In UK, CFS can be a dustbin diagnosis. Idiopathic chronic fatigue gets hoovered up as well as other illnesses if there is no obvious " label" for the presenting patient.
Was this the general UK Biobank or the CureME one?
That may make a difference

ETA just read full blog and was the general Biobank and samples did not seem matched re sex and age
If they can analyse some Decode NE samples as suggested things may get interesting .

Great blog post- a real gift for explaining complex ideas .

 

It's a concern.
The authors point to two issues that might be behind the lack of replication.
1. For technical reasons (that they will address in future studies), they weren't able to run a full replication and are likely to have missed true positives.
2. The cohorts were less than ideal, coming from the UK bibobank, but only those in the biobank who either
- (main cohort) answered a Pain Questionnaire that also had a question asking if a doctor had ever given them a diagnosis of ME or CFS
— (replication group) been interviewed by the nurse (I don't know the main subject of the interview), which included a question about whether or not they'd ever been told by a doctor they had chronic fatigue syndrome.

The questionnaire/interviews were done at different times and on different people. I think the question about chronic fatigue syndrome, was open to interpretation as being about "chronic fatigue", which is far more common in CFS.

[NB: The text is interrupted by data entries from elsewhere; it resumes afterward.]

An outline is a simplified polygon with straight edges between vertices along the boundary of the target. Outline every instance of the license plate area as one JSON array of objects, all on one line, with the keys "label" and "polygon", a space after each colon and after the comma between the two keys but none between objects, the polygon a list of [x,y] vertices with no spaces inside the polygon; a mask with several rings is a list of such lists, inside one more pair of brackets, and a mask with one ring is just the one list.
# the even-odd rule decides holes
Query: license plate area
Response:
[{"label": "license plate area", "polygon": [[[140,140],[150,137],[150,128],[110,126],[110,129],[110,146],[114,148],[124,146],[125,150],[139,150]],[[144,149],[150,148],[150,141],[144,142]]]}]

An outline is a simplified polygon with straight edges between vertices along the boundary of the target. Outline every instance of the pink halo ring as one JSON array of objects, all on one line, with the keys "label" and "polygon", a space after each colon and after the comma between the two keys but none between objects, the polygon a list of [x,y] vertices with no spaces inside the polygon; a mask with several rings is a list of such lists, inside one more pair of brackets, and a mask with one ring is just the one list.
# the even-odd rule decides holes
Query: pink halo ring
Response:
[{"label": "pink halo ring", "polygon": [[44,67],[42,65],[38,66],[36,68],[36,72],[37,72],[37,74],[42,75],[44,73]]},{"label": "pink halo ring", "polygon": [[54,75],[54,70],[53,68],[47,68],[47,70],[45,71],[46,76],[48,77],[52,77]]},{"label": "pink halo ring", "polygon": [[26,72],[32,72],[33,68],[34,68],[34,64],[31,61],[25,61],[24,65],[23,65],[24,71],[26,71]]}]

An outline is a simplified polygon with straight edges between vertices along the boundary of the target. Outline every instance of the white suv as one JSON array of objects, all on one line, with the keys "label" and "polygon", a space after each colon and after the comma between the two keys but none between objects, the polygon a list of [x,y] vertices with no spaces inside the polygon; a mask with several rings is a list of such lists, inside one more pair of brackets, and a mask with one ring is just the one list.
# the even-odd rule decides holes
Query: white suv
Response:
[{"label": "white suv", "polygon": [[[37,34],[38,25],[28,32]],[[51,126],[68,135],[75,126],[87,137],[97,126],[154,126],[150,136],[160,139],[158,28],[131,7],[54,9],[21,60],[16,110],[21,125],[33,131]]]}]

The average age of people who replied to the pain questionnaire is 69. I think it was quite a bit younger for the interview cohort.


It is likely that the two groups differ in various ways, particularly when it comes to diagnosis, making it hard so it's quite possible they were not equivalent groups of patients. If DecodeME agrees access to Precision Life for an hour and analysis, they will have better diagnosed patients and a big enough sample to split in half to give to equivalent groups. Then we will know if the findings replicated not.

Good memory! The collagen one didn't really check out, but this later post found another to a mitochondrial transporter protein. However, it was based on data in a preprint and only appeared as a blog.

thank you. Though if it was truly a gift, I don't think it would feel like such a slog to get there!